Opinion
# 2014-028-504 Claim No. 121331 Motion No. M-83787
02-04-2014
Claimant's attorney: DAVID J. PAJAK, ESQ. Defendant's attorney: KAUFMAN DOLOWICH & VOLUCK, LLP BY: Michael V. DeSantis, Esq.
Synopsis
Motion to amend the answer is denied as GOL § 9-103 does not have to be pled as an affirmative defense; motion to compel discovery of Claimant's social media accounts is granted to the extent that in camera inspection of the information is ordered.
Case information
UID: 2014-028-504 Claimant(s): TRAVIS W. HINCHEY Claimant short HINCHEY name: Footnote (claimant name) : Defendant(s): THE STATE OF NEW YORK Footnote The caption of this action is amended sua sponte to reflect (defendant name) : the State of New York as the only properly named defendant. Third-party claimant(s): Third-party defendant(s): Claim number(s): 121331 Motion number(s): M-83787 Cross-motion number(s): Judge: RICHARD E. SISE Claimant's DAVID J. PAJAK, ESQ. attorney: Defendant's KAUFMAN DOLOWICH & VOLUCK, LLP attorney: BY: Michael V. DeSantis, Esq. Third-party defendant's attorney: Signature date: February 4, 2014 City: Albany Comments: Official citation: Appellate results: See also (multicaptioned case) Decision
The following papers were read on Defendant's motion for on order granting permission for Defendant to file an Amended Answer and compelling Claimant to respond to a specific discovery demand:
1. Notice of Motion and Supporting Affirmation of Michael V. DeSantis, Esq., with annexed Exhibits;
2. Affirmation in Opposition of David J. Pajak, Esq, with annexed Exhibits; and
3. Reply Affirmation of Michael V. DeSantis, Esq.
Filed papers: Claim -Answer
This claim arose on December 18, 2010 on a snowmobile trail in Martinsburg, New York, that is alleged to be owned and operated by the New York Department of Parks, Recreation and Historic Development. At approximately 3:00 p.m. on that date, Claimant alleges that his snowmobile struck a low-lying boulder or large rock which was concealed by snow within the operating path of the trail. Claimant asserts that Defendant was negligent in failing to maintain the trail and keep it in a reasonably safe condition.
Defendant raised 12 affirmative defenses in its answer and subsequently sought Claimant's stipulation to amend the answer to add an additional defense based on General Obligations Law (GOL) § 9-103. Claimant denied that request, and Defendant has now moved for the Court's permission to make such an amendment. In addition, Defendant has moved to compel Claimant to comply with its request for authorizations granting Defendant full access to Claimant's social media website pages.
Another discovery dispute arose concerning certain other demands contained in Defendant's Demand for a Verified Bill of Particulars but it appears that those disputes were resolved by letter responses provided by Claimant (DeSantis affirmation, Exhibits I and J)
Application for Leave to Amend Answer
With respect to Defendant's motion for permission to amend its answer, both parties discusss, in great detail, whether GOL § 9-103 applies to the circumstances of this case (see DeSantis affirmation, ¶¶ 35-45; Exhibit K [Pajak letter dated April 15, 2013]; Pajak affirmation, ¶¶ 4-15, Exhibit D [Pajak letter dated May 8, 2013]; DeSantis reply affirmation, ¶¶ 4-18).

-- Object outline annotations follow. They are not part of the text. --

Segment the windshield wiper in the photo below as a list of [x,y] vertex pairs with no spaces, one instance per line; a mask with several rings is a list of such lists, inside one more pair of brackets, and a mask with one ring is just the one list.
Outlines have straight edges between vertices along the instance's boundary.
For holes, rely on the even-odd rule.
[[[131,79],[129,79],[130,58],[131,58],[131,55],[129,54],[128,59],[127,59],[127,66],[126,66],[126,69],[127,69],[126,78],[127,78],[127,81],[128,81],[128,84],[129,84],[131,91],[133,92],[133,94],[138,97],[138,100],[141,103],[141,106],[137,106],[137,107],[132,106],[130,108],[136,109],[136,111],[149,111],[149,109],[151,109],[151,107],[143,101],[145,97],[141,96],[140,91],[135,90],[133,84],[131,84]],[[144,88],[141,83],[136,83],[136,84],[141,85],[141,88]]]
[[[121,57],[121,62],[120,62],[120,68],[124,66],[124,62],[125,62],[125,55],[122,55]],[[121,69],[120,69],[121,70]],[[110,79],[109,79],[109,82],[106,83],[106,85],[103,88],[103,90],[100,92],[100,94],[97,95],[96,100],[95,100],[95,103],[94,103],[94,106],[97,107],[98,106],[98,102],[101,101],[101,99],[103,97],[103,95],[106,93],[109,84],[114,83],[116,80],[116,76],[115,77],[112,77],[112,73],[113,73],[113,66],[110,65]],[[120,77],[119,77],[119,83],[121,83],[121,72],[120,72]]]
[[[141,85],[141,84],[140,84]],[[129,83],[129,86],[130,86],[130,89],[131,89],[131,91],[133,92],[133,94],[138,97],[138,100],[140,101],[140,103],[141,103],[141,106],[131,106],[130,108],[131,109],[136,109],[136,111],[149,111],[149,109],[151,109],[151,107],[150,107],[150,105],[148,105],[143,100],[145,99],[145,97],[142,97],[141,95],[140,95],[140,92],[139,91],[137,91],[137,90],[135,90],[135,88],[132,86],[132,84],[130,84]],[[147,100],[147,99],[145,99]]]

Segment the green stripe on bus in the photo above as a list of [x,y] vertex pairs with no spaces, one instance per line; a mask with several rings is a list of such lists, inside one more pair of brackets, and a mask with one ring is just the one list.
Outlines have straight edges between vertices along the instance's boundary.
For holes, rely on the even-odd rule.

Briefly stated, GOL § 9-103 limits the duty owed by the owners and lessees of certain land to individuals who are engaged in recreational activities on their land. One of the activities enumerated in the statute is operation of snowmobiles. As a general proposition, this statute's protection is available if the defendant landowner can establish that "(1) the plaintiff is engaged in one of the activities identified in Section 9-103 and (2) the plaintiff is recreating on land suitable for that activity" (Bragg v Genesee County Agric. Socy., 84 NY2d 544, 551-552 [1994]). The statute itself contains some exceptions, however, and courts have recognized others, with the result that a number of other factors that must be considered before a final determination can be made as to whether the statute is applicable in any given situation. These factors include the recreational activity in question, the suitability of the property for such activity, whether or not the property is posted, whether permission or an invitation is given by the landowner or lessee, if there is any maintenance and supervision of the property for such purposes, whether a fee or other compensation is charged for use of the land and if so to whom or by whom such consideration is paid, and whether the risk of danger was created by some affirmative action on the part of the landowner. In other words, the facts of each situation must be considered in some detail to determine whether GOL § 9-103 is relevant to a particular action.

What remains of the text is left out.